One bank president had purchased a full-page newspaper ad for Sunday's papers celebrating the fall of Mr. Chavez. He reportedly tried to recall it, but was too late. Now, he and others from the business sector who backed Mr. Carmona are faced with the prospect of dealing with a Chavez government again.

Many people from the business sector are responding cautiously, but favorably to President Chavez's call for national dialogue. But one of Venezuela's top business leaders, Gustavo Cisneros, president of the Cisneros Group communications company, warns that the dialogue must be real.

Speaking on Venezuelan television, Mr. Cisneros called for the president to back his words with a real effort to listen to opponents and their complaints. He said Mr. Chavez had created distrust in the past by often saying one thing in the morning and another in the afternoon.

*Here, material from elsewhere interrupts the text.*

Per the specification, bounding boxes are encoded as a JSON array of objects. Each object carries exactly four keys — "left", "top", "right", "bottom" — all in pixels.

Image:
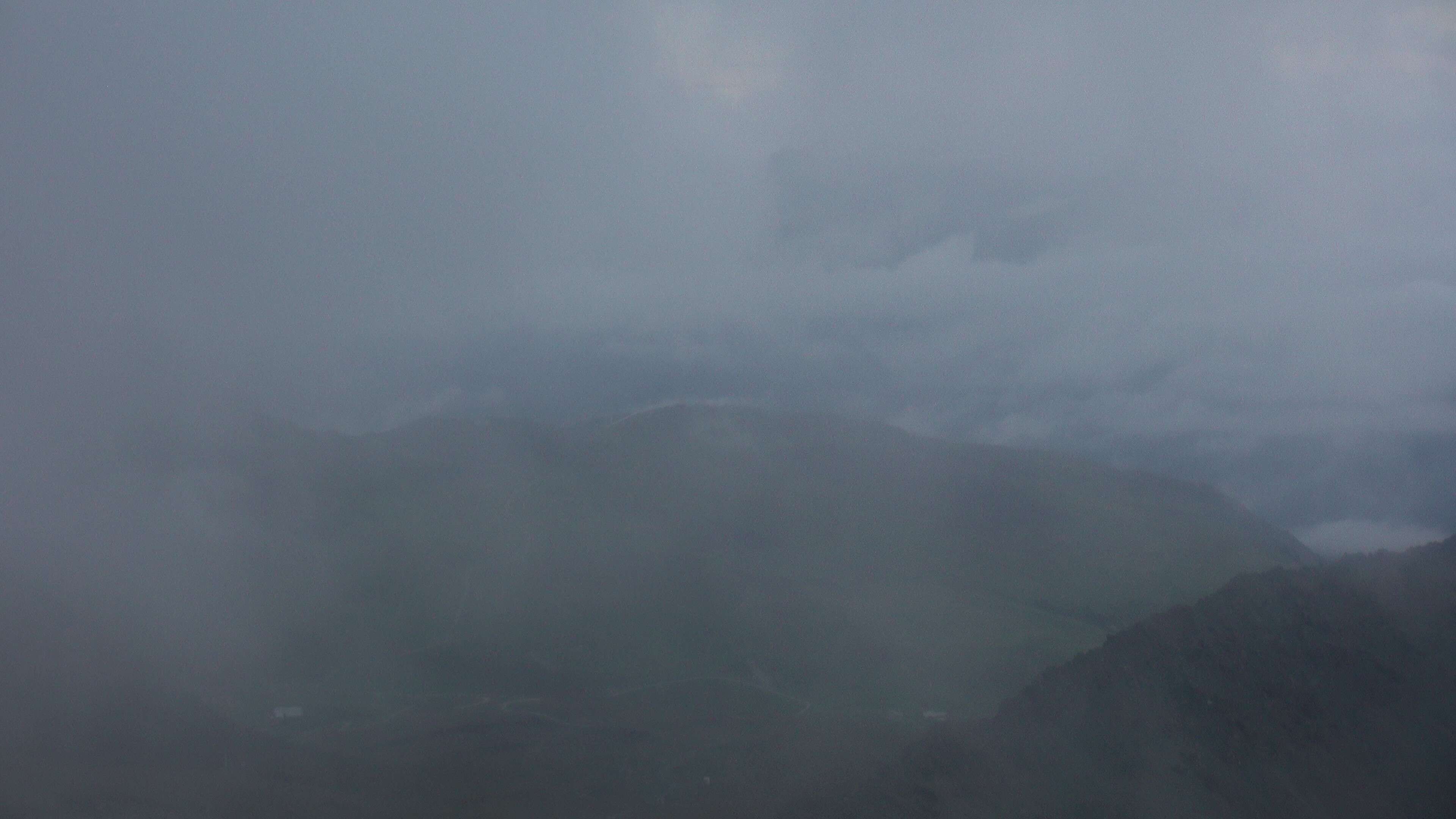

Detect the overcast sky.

Mr. Cisneros said he believes most people in the business sector, and in other groups who opposed Mr. Chavez in the past, are disposed to a frank, open dialogue that would lead to practical solutions.

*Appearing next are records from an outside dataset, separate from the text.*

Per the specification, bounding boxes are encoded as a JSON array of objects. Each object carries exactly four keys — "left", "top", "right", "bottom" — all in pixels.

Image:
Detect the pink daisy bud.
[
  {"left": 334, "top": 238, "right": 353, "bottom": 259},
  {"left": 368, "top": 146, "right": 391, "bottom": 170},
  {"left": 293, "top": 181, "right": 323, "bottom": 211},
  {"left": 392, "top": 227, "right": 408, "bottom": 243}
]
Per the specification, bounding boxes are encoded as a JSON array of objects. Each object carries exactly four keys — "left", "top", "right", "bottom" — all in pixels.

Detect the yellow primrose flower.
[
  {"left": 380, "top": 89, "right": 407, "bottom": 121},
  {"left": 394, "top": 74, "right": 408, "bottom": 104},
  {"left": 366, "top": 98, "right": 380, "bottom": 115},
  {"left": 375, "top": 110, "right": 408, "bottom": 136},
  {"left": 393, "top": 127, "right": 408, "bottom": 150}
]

The events of last week brought into sharp contrast the divide between the 80 percent of Venezuela's 24 million people who live in poverty, and the middle and upper classes.

President Chavez has maintained a high degree of popularity in the poor sectors even though critics say he has done little to alleviate poverty. But he has been successful in milking resentments in the poor communities where many people blame the rich and corrupt politicians from past governments for their plight.

Business leaders and political opponents of the Chavez government say the country cannot go on like this or there will be class warfare that will harm everyone. They say it is time for Mr. Chavez to make drastic changes in his policies and to truly promote national reconciliation.

Chavez supporters say he has already shown good will and taken concrete steps in this direction by asking for the resignation of the board of directors at the state-run oil company. His appointment of political supporters to this board in February led to widespread protests and a strike by oil workers.

Oil accounts for more than half of government revenues and represents 80 percent of the nation's total exports. The strike is over, but critics say Mr. Chavez still needs to do more to address divisions in the society they say he has created.